Min-heap trees are more common, as most people aren't that familiar with hierarchical timing wheels, and it's easier to code or copy a min-heap. Also, a min-heap has O(1) insertion for random timeout values, which can superficially make it look great in benchmarking.

A hierarchical timing wheel has similarities to a trie. But it's optimized for timeouts. Every operation is O(1) with a small constant factor, including (in my implementation) minimum lookup. And the algorithm works such that timeouts efficiently bubble up to be readily collected for servicing. Insertion and cancellation are a simple linked-list operation, and in many scenarios timeouts are usually cancelled long before they expire. (Think of having a 10 second timeout on an I/O operation which usually completes in a fraction of a second, necessitating a cancellation and another re-scheduling for the next operation. For an RB tree that's just killer in real terms. For high-resolution timers with tiny timeouts--on the order of microseconds--bunching becomes a concern because you're always cascading down a wheel, although in Big-O terms it's nothing. OTOH, if you get that kind of bunching it means you're already rapidly installing and canceling timers on the order of hundreds or thousands, milliseconds or less apart, and for something like an RB tree, as it grows to thousands of tens of thousands, it's not gonna scale in wall clock terms. At least, that's how it looks to me. But apparently I'm missing something.)

The only potential issue is bunching. In terms of Big-O it doesn't matter, because you're doing the same amount of work whether they're bunched or not (they're not sorted in each slot), but potentially there can be an issue with run-time latency.

Actually, there are two issues with latency. In traditional wheels there's the latency with the periodic timer, limiting granularity, in addition to latency with cascading bunched timeouts. In my implementation there is no periodic timer necessary because I use word-sized bitmaps to memoize slot residency (and on Haswell something like find-first-set is a mere 3 cycles).

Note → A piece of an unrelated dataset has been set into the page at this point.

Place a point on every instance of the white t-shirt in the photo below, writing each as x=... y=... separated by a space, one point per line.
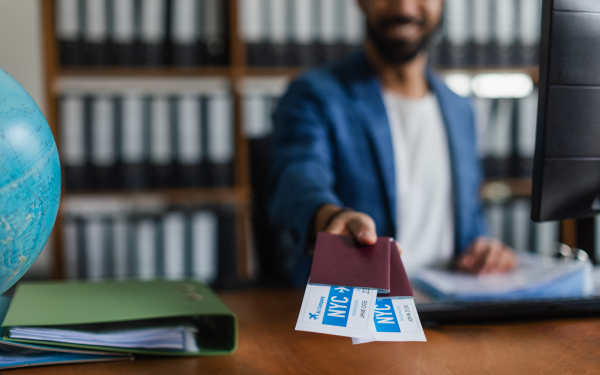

I operate in user space in a non-real-time setting, so the second issue of latency is of little concern. But, frankly, the implementation is just so much faster than a min-heap (2-3x faster even for random insertion where both are O(1)), let alone an RB tree (ridiculously faster), that I was simply surprised that someone found an RB tree to work better for large collections of timeouts. And if there was an issue, I was curious if some simple smoothing functions or other hacks hadn't been tried. Because I'm still in the middle of comprehensive testing, it's of significant interest to me.